Large-scale multi-modal datasets play a pivotal role in the development of computer vision solutions based on deep learning algorithms. Historically, different data formats have been used at various stages of the ML development life cycle to optimize specific tasks. During training, a sequential pass over the entire dataset is essential, while validation involves map-reduce operations.

In this talk, we’ll delve into how Mobileye leverages Python, Parquets, and Daft to streamline the AI development life cycle. We’ll explore the following key aspects:
- Dataset Formats and Reading Options - We’ll discuss various options for representing multi-modal datasets, and how choosing the right format impacts training and validation efficiency.
- What Is Daft - Daft is a high-performance Python query engine designed for handling complex, multimodal data types. Its Rust core engine executes operations lazily via Daft’s Expressions API. Additionally, Daft seamlessly integrates with essential Python libraries like PyTorch and offers efficient cloud storage integration.
- Examples of Daft Usage - Through practical examples, we’ll demonstrate how Daft simplifies working with multi-modal datasets. From loading data to preprocessing.
- Daft in a Cloud-Native Architecture - Learn how Daft seamlessly integrates into Mobileye’s cloud infrastructure. We’ll explore its role in enabling multi-tenant access to datasets, ensuring fast data retrieval, and maintaining a single source of truth.

Throughtout the talk We’ll discuss real-world scenarios showing how Daft accelerates the AI development lifecycle. Attendees will gain insights into best practices for leveraging Daft effectively.
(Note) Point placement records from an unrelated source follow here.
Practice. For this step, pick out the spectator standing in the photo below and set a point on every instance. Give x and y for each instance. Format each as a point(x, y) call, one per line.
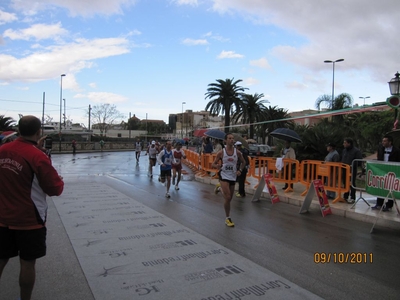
point(207, 145)
point(288, 152)
point(333, 156)
point(349, 154)
point(152, 151)
point(218, 146)
point(138, 149)
point(387, 152)
point(26, 177)
point(179, 154)
point(101, 144)
point(165, 159)
point(73, 143)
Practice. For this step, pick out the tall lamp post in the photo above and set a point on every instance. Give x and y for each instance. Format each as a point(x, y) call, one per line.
point(59, 133)
point(182, 121)
point(394, 100)
point(333, 76)
point(364, 98)
point(65, 113)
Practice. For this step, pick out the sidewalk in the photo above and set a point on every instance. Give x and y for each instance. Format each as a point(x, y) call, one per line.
point(361, 211)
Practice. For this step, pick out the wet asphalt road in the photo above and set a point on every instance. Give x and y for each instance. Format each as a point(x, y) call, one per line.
point(276, 236)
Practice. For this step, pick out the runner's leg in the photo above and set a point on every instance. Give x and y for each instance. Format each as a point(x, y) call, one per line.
point(27, 277)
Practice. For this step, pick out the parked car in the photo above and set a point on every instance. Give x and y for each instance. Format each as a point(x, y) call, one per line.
point(260, 150)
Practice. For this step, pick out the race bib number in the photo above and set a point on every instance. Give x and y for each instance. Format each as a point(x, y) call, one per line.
point(228, 168)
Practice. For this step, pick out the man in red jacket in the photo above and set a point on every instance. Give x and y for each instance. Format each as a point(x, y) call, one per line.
point(26, 177)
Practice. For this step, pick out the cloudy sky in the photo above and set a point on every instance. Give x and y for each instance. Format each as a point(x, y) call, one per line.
point(149, 56)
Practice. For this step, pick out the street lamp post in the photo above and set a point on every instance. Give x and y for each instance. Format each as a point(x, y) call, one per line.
point(364, 98)
point(65, 113)
point(182, 121)
point(333, 76)
point(394, 85)
point(59, 133)
point(394, 100)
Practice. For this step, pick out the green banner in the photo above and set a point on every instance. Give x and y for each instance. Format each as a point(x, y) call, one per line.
point(381, 178)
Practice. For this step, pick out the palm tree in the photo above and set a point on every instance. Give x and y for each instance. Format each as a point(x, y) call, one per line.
point(225, 98)
point(6, 123)
point(252, 111)
point(341, 101)
point(276, 118)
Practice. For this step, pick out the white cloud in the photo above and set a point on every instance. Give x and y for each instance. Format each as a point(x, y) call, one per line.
point(47, 62)
point(37, 32)
point(229, 54)
point(186, 2)
point(192, 42)
point(344, 29)
point(86, 8)
point(134, 32)
point(260, 63)
point(6, 17)
point(102, 97)
point(296, 85)
point(251, 81)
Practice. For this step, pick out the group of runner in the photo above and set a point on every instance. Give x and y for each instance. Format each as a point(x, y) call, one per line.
point(170, 161)
point(229, 162)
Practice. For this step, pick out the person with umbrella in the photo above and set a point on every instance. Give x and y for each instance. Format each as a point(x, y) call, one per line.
point(288, 152)
point(226, 162)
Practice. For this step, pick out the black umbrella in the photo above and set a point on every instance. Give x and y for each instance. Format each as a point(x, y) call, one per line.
point(215, 133)
point(286, 134)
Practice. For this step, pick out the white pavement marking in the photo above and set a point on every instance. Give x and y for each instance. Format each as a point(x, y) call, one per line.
point(129, 251)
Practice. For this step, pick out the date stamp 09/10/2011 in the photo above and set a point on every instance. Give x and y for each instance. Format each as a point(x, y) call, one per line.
point(343, 258)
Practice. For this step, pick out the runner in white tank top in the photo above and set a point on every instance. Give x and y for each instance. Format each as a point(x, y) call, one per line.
point(228, 173)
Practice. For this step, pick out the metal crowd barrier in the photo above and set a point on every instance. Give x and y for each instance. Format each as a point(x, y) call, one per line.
point(263, 165)
point(334, 175)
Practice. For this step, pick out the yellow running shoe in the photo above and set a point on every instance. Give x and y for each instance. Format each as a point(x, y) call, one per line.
point(229, 223)
point(217, 188)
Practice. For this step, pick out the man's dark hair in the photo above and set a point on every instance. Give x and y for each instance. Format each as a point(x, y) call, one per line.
point(29, 125)
point(389, 138)
point(349, 141)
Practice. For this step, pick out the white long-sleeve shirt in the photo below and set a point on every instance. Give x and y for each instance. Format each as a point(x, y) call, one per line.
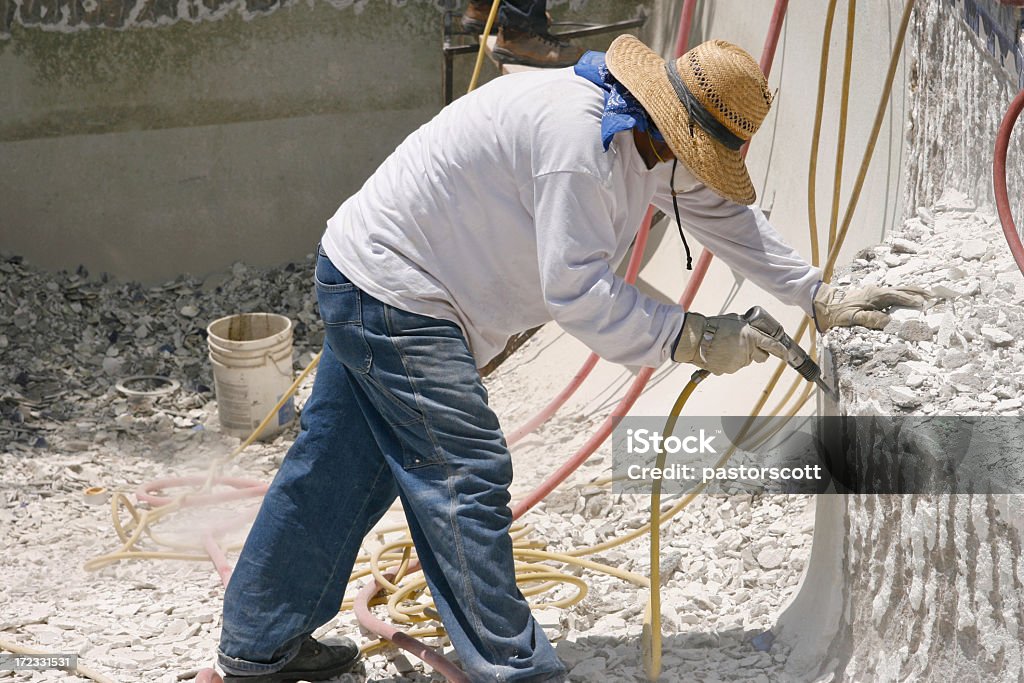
point(504, 212)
Expected experience level of participants

Intermediate

Target audience

R&D

Guy Pozer is an accomplished ML Software Engineering Team Lead at Mobileye, where he works on accelerating the ML lifecycle. His main areas of expertise lie in the optimization of the neural network training process, with a keen interest in everything from hardware acceleration to research process optimization. Guy leads the development of an SDK that empowers data scientists at Mobileye to research and deploy their solutions to Mobileye’s SOC. He is passionate about integrating the speed of system-level programming languages into the Python ecosystem. His work is a testament to his commitment to pushing the boundaries of what’s possible in the realm of machine learning.